In my yesterday’s post I described a simple clustering algorithm that could be used to group files that contain references to each other. Today I am posting the source code of the program that generated the data in my last post, together with a demo that shows how powerful such clustering could be if combined with proper visualization techniques.
In the example I have shown, I used a relatively small folder where Total Commander was installed. The resulting cluster looks like this:
You can play with it interactively here.
Imagine that someone adds files to the Total Commander folder. Since they are not referenced by any other file in this folder, they will create separate clusters. After adding 3 such files:
- orphan1.txt
- orphan2.txt
- orphan3.txt
we get the following clusters:
You can play with it interactively here (you need to drag the orphans away to get the same result as shown on the screenshot).
Finally, we can imagine that a hacker of malware creates a couple of files that are perhaps referencing each other. An example could be:
- config.bin
- keystrokes.txt
- malware.exe – referencing keystrokes.txt and config.bin
If we now cluster this directory, we will get something like this:
The ‘malware’ files clearly stand out.
You can play with it interactively here (again, you need to drag the nodes away to get the same result as shown on the screenshot).
For more examples see part 3.
I believe there is a lot of opportunities in leveraging clustering to reduce the amount of data we need to analyze and to improve user experience by introducing new ways to look at data. There are a lot of visualization techniques that are not used in forensic software today and it is a pity. Clustering adds an extra dimension on top of a timeline and structure imposed by the organization of a file system – we can only hope that forensic software of the future will take this into account.
For inspiration and really amazing examples of visualization go to https://github.com/mbostock/d3/wiki/Gallery. I used the very same script to create the interactive demos referenced by this post.
The source code of the filighter script that generates these clusters is here.
Wouldn’t this sort of thing run the risk of false positives, sending analysts down the wrong investigative path?

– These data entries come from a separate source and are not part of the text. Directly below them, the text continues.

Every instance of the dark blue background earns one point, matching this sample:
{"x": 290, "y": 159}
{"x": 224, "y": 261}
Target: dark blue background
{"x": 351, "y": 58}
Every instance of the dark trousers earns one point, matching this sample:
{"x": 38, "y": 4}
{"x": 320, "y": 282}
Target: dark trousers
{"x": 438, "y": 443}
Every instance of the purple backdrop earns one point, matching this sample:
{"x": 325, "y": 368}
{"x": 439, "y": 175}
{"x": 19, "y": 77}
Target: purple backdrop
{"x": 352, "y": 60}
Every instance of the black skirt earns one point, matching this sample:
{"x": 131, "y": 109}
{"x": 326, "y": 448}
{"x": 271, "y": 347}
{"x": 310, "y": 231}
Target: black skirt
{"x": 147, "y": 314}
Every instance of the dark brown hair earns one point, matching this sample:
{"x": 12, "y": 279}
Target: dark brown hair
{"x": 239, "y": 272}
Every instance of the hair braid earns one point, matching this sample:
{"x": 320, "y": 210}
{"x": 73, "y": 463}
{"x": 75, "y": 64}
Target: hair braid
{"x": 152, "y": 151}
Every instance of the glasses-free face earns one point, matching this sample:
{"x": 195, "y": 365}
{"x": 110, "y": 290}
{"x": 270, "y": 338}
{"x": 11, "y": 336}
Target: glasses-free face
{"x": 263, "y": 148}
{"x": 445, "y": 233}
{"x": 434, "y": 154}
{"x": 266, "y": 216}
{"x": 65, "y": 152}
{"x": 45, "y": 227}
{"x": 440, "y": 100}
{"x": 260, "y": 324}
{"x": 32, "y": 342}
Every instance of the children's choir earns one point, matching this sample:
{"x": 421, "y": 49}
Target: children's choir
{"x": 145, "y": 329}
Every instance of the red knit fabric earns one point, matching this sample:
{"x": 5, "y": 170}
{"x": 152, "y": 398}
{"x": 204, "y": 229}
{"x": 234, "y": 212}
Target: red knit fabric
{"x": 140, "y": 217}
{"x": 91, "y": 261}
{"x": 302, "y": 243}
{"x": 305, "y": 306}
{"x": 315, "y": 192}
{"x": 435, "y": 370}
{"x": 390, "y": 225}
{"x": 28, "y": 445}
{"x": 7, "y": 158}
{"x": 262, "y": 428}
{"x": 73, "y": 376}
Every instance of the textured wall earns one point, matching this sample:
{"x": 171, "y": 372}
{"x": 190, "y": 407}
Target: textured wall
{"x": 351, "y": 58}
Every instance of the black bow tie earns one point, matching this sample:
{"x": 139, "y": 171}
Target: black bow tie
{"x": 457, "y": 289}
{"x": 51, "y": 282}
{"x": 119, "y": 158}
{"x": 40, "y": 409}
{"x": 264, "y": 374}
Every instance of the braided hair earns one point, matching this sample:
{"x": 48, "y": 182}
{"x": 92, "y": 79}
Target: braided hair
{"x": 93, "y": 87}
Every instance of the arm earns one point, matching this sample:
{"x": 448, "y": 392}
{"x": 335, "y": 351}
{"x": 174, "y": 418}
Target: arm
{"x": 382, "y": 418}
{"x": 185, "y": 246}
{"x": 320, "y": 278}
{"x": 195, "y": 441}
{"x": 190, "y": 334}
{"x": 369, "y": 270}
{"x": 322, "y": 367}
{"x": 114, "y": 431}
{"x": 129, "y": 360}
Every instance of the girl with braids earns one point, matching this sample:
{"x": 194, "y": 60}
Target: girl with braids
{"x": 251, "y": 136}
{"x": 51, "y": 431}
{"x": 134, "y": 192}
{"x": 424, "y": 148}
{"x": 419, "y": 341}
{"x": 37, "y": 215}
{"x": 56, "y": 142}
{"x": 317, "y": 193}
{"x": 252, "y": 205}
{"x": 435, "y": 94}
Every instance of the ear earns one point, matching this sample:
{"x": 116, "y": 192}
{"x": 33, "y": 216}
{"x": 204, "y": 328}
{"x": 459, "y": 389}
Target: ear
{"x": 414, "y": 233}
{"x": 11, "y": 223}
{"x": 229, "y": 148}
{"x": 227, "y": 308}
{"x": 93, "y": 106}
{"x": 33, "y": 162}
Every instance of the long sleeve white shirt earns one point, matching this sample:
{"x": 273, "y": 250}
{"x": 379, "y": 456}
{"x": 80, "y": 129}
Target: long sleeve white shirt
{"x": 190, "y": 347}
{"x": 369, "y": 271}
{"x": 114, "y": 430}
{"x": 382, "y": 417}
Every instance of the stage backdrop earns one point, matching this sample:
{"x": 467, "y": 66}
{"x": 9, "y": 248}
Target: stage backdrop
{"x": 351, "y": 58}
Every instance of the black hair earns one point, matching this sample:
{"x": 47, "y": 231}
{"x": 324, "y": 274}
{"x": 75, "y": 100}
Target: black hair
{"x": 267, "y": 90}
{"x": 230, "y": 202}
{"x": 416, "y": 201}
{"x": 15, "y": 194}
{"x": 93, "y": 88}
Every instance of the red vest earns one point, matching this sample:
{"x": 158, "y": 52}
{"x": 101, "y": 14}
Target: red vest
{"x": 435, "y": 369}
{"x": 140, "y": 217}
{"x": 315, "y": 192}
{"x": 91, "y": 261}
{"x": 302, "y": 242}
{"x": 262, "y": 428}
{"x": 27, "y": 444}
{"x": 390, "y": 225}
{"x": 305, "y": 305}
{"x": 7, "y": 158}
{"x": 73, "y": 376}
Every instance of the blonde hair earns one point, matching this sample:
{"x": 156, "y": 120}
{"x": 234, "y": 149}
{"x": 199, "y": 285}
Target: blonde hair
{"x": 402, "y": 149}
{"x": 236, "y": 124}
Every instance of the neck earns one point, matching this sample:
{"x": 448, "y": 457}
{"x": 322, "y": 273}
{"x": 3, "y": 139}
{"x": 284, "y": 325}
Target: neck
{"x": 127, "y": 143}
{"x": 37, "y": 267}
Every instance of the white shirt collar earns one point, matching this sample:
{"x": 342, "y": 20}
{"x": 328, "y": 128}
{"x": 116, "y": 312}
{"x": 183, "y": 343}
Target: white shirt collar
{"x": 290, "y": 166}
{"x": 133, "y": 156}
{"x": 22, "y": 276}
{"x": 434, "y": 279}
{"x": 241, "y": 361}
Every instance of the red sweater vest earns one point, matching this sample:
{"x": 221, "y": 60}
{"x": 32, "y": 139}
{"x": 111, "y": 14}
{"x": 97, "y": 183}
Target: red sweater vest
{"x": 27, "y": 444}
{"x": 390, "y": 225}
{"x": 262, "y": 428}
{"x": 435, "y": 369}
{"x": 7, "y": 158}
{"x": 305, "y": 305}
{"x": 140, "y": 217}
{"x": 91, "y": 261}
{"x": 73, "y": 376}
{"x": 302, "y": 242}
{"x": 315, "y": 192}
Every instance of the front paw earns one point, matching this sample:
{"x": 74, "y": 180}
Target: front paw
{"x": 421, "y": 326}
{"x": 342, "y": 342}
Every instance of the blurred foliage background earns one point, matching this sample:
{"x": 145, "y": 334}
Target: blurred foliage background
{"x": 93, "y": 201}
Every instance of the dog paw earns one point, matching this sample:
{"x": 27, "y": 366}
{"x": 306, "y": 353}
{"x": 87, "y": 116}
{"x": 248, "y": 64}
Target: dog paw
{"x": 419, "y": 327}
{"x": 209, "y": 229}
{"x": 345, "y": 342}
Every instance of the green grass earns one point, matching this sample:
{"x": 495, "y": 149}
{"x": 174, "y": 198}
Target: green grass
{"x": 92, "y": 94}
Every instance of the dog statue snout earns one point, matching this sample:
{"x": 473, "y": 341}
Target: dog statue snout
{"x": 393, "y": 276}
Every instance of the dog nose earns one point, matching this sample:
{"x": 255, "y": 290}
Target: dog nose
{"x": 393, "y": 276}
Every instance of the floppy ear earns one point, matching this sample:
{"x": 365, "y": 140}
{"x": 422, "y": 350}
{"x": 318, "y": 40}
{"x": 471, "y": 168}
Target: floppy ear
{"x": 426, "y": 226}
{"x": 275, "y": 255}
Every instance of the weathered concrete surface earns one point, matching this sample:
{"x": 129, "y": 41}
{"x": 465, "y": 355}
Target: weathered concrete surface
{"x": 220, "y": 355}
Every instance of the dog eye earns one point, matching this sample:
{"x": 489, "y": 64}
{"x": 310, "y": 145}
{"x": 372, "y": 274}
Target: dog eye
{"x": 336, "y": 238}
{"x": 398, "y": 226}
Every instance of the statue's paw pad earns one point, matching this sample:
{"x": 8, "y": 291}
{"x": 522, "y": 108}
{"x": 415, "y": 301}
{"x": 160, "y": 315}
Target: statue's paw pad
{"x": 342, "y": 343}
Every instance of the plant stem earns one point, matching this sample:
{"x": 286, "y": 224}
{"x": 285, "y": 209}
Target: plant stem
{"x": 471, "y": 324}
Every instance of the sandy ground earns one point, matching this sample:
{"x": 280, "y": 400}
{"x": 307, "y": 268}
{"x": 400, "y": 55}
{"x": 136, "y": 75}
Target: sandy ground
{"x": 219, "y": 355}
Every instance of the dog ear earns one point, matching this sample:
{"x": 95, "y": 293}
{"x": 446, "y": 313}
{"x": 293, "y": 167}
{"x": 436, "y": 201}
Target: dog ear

What happens if a program creates text-based files in it’s own directory, but doesn’t contain the names of those files, instead using an algorithm to create them?
Or, what happens if the program does reference the files, but creates them in another directory (C:\Temp, C:\Windows\Temp, etc) all together?
Another situation to deal with would be DLL Side Loading, in which a “legit” non-malicious .exe file references a DLL that is, in this case, the malware.
I can see where this would be useful, albeit in a somewhat narrow range of use cases. What I’ve done since reading your post this morning is try to imagine how I’d be able to use this in the work that I do, and in what I see others doing. I’m not saying that this is a bad idea…actually, I’m saying the opposite, I think it’s a good idea…but I’m having trouble seeing how it’s value in the instances where I might use it.
Thanks for sharing this.
Thanks for the comment. It is not a replacement for traditional approach – I see it more as an additional filtering solution that could help to temporarily hide clusters of files from the view (if they relationship can be established with a given threshold). That could help investigators to find the smoking gun and speed up analysis. The post is also an invitation to explore other forms of visualizations that forensic software does not use today.